Saturday, October 13, 2007

Snowshoes on Rampart Ridge

Looking forward to new tracks in the snow, I am revisiting other stories, written some years ago...

Snowshoes on Rampart Ridge

Bitter cold penetrates with a chill that cannot be dispelled, as we waddle along the trail, bundled in thick layers of clothing, clumsy burdensome snowshoes stealing all grace from our walk. Steaming clouds of frosty breath trail behind. Crusty snow emits weird squeaks and groans as our toes dig in.

We stop for a breather, at a vista overlooking the valley. Night in the deep woods is silent and brooding dark, swathed in a blanket of snow. Nature's array is spread forth before us in the moonlight, hundreds of acres of evergreen pines and spruces and firs, looming black and secretive in the still night air, climbing the hillsides and standing stern and motionless sentinels along the ridge tops.

Crossing a thick stand of brush, we stumble across a resting elk, who springs up in alarm at the disturbance. Which of us was frightened more? With sweeping strides and massive power, plunging headlong through the undergrowth at a thundering gallop, he escapes from our threat, and is gone from view almost before we realize what we are looking at. We stand there for a moment in amazed silence, gaping at each other like wondering fools.

Later on, crossing our trail like a silent wraith, a red fox flashes by and disappears into the chaparral. From time to time we hear a great owl, his muffled query floating across the dark forest, as he glides through the night sky, scanning the snow for prey.

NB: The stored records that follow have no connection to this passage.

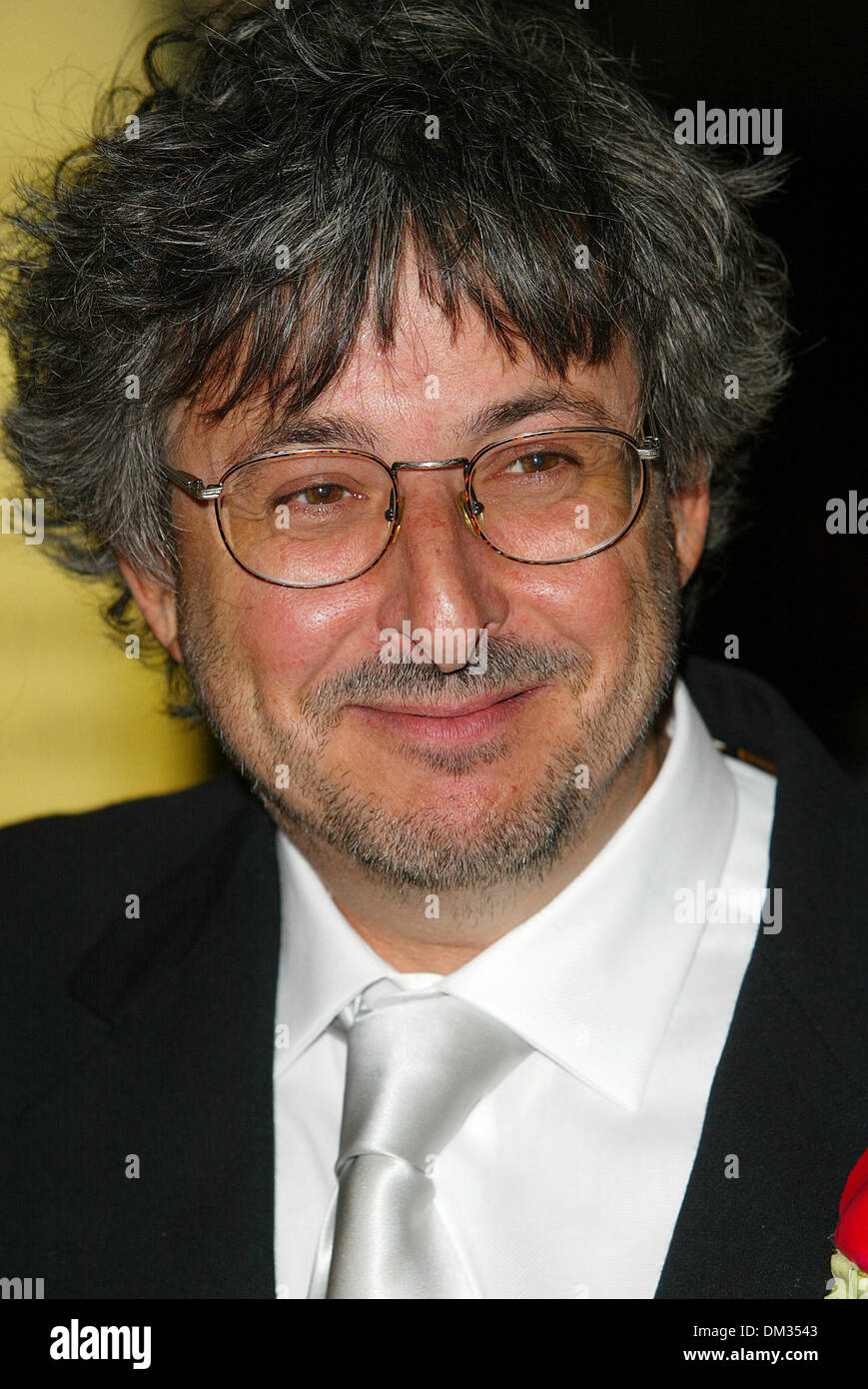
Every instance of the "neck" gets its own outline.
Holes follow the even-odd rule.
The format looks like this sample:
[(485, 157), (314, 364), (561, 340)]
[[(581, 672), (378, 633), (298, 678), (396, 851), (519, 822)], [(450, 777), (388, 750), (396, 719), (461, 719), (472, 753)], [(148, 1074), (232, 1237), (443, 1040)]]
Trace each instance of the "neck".
[(624, 763), (606, 797), (571, 846), (539, 879), (439, 893), (437, 917), (368, 875), (354, 858), (321, 842), (294, 840), (314, 865), (336, 906), (381, 958), (403, 974), (451, 974), (494, 940), (540, 911), (600, 853), (639, 804), (662, 765), (669, 739), (656, 726)]

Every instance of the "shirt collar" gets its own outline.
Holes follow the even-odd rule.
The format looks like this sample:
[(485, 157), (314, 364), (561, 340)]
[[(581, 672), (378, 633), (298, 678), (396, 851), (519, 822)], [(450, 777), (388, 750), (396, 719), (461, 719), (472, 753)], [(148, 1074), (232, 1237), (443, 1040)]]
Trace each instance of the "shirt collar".
[(449, 975), (400, 974), (278, 833), (282, 949), (275, 1051), (282, 1075), (378, 979), (436, 983), (629, 1110), (639, 1107), (703, 925), (676, 924), (679, 888), (721, 881), (736, 790), (681, 679), (654, 782), (600, 853), (540, 911)]

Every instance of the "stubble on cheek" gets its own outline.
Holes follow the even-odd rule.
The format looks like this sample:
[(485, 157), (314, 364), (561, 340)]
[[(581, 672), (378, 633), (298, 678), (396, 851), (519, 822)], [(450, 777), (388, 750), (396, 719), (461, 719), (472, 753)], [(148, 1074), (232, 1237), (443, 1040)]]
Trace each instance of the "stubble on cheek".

We are the strangers here. This is no longer our world, we find no warmth in nature. We have too long allowed ourselves to be enticed away, wrapped in the insulating comfort of technology. In our complacence, we have been robbed of natural rapport with the forest. Now we stumble as aliens through this seemingly stark wilderness, interlopers for an hour, feeling as if we could barely survive a few miles trek through this unfriendly locale. To every creature of the forest, we are a threat and a foe. We don't belong.

In the end, we circle back to the car, arriving in relief back at civilization, anxiously looking forward to the comforts of home, and a long hot shower.

Symbols in the Snow

I think the fresh snowfall represents renewal. It is a tangible representation of the repentance process. New snow erases the old tracks and ruts, leaving a cold, clear surface upon which to begin again. It is a symbol of surpassing whiteness and purity, so clean and pristine. Waiting to receive whatever new impressions may come, tracks laid down over the smooth white surface. The snow uniquely records our passages and progress, the trail a chronicle of coming and going embedded in icy footsteps.

In my back-yard treks, I follow an established snowshoe trail climbing up to the nearby summit of the mountain. I have found that after each new storm it is far easier to follow the old track to the top, rather than break from the trail on a new course. Under the top layer of unpacked powder, the firmer base of compressed snow offers better support for my ponderous advance.

Over the past couple of months, my tracks through the snow have gathered in wandering footsteps of nearly every other creature happening by. Rabbits. Birds. Deer and elk follow the path, herd animals filing serially, each carefully placing feet precisely into the steps of the leader. I never see these creatures in the flesh, but they leave their tracks. I have been mighty curious about how the "footed-ness" of these animals might affect their gait. Do clumsy inept deer ever have trouble staying inside the lines? To my amusement, I sometimes find signs that these animals have as much difficulty navigating through the deep drifts as I. Occasional deep belly-marks. Errant tracks that diverge from the path, then join back. Though I suppose that with them, it is no laughing matter to forage in the desperate cold and barren winter-clad slopes seeking food.

I wonder about whatever unidentified dog-like creature happens to own those frighteningly large canine feet that also trail along in my footsteps. Sometimes the snow records the signs of their predation. Scattered tufts of fur and feathers. Bit of bones. Crimson blood spilled on the cold white snow. How much can such animals read from the tale of _my_ three-foot long treads. Are they ever watching me from among the trees along the bluff? Do they ever follow the scent of my slow and labored passage and dream about spilling more hot blood onto the cool clean snow?